Na Síria, atuaram em paralelo ao Exército russo, que desde 2015 atua em apoio ao regime de Bashar al-Assad e teve um papel destacado na reconquista da cidade antiga de Palmira.
Em fevereiro, Moscou reconheceu a morte de cinco cidadãos russos e dezenas de feridos que se encontravam na Síria "por iniciativa própria" em um ataque dos Estados Unidos em Deir Ezzor.
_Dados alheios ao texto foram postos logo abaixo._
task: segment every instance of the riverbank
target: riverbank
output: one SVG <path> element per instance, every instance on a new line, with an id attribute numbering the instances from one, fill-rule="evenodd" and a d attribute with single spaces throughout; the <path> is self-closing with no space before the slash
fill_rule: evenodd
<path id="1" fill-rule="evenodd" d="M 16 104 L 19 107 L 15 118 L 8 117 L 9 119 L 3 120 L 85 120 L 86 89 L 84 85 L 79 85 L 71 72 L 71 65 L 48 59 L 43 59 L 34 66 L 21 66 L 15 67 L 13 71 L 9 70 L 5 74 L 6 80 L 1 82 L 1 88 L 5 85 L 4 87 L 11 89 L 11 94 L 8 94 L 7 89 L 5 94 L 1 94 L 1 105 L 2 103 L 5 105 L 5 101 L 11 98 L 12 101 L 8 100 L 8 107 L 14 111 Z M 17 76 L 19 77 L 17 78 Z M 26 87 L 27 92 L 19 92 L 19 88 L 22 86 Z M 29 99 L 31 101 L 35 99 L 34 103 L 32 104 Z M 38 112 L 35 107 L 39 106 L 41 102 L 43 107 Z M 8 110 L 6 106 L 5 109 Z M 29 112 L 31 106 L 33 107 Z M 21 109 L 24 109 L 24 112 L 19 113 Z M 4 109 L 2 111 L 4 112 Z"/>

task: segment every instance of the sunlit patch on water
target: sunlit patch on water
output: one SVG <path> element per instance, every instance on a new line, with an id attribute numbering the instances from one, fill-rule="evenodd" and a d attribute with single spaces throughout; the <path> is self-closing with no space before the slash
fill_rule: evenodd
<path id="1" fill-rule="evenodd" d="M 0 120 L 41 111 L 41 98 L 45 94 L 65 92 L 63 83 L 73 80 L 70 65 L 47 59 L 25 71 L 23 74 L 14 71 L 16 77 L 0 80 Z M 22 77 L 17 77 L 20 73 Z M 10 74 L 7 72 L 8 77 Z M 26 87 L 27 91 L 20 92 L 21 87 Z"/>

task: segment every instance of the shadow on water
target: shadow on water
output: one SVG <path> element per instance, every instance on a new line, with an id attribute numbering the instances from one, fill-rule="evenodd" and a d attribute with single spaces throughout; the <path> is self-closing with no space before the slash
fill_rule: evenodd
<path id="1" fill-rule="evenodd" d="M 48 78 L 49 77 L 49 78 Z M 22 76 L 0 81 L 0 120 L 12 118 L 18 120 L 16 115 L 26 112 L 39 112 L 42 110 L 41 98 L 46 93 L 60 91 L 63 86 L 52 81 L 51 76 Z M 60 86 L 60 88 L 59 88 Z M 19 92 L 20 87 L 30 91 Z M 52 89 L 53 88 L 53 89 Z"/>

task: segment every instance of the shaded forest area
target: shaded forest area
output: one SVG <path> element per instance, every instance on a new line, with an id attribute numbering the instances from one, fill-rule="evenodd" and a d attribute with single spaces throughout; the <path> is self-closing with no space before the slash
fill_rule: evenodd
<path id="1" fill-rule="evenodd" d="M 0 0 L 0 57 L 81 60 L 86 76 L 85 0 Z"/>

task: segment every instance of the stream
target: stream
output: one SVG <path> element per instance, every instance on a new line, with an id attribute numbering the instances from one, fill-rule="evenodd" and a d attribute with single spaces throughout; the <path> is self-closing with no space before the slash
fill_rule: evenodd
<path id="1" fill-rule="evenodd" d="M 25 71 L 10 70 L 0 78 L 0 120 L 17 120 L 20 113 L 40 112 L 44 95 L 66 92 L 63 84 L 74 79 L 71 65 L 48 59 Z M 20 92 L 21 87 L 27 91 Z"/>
A imprensa identificou todos como membros da Wagner.
O grupo seria financiado por Evgueni Prigojin, um empresário ligado a Vladimir Putin e que fez fortuna na construção, antes de fechar contratos com o Exército e com o governo russos.
Atualmente, a Justiça americana o acusa de estar por trás de uma "máquina de trolls", supostamente originária das mensagens virais espalhadas na Internet para favorecer Donald Trump durante a campanha presidencial de 2016.
Mas, segundo especialistas, por causa das tensões com o Exército russo no território sírio, a Wagner teria perdido a confiança do Ministério da Defesa e, por isso, o grupo estaria procurando assinar outros contratos, especialmente com Damasco.
Segundo Pavel Baev, do Instituto Francês de Relações Internacionais (Ifri), entrevistado pela AFP em março, este Exército das sombras permite "negar a amplitude da presença russa na Síria e minimizar as perdas, mas o problema com os ativos da Wagner é que nunca são totalmente controláveis".
Para o especialista militar Pavel Felguenhauer, no entanto, "a Rússia não tem qualquer interesse geopolítico na República Centro-Africana, ao contrário da Síria".
"A Wagner provavelmente quer ganhar dinheiro lá", completou.
"Mas, sem a aprovação do Kremlin, a Wagner não teria ido para a República Centro-Africana", alerta.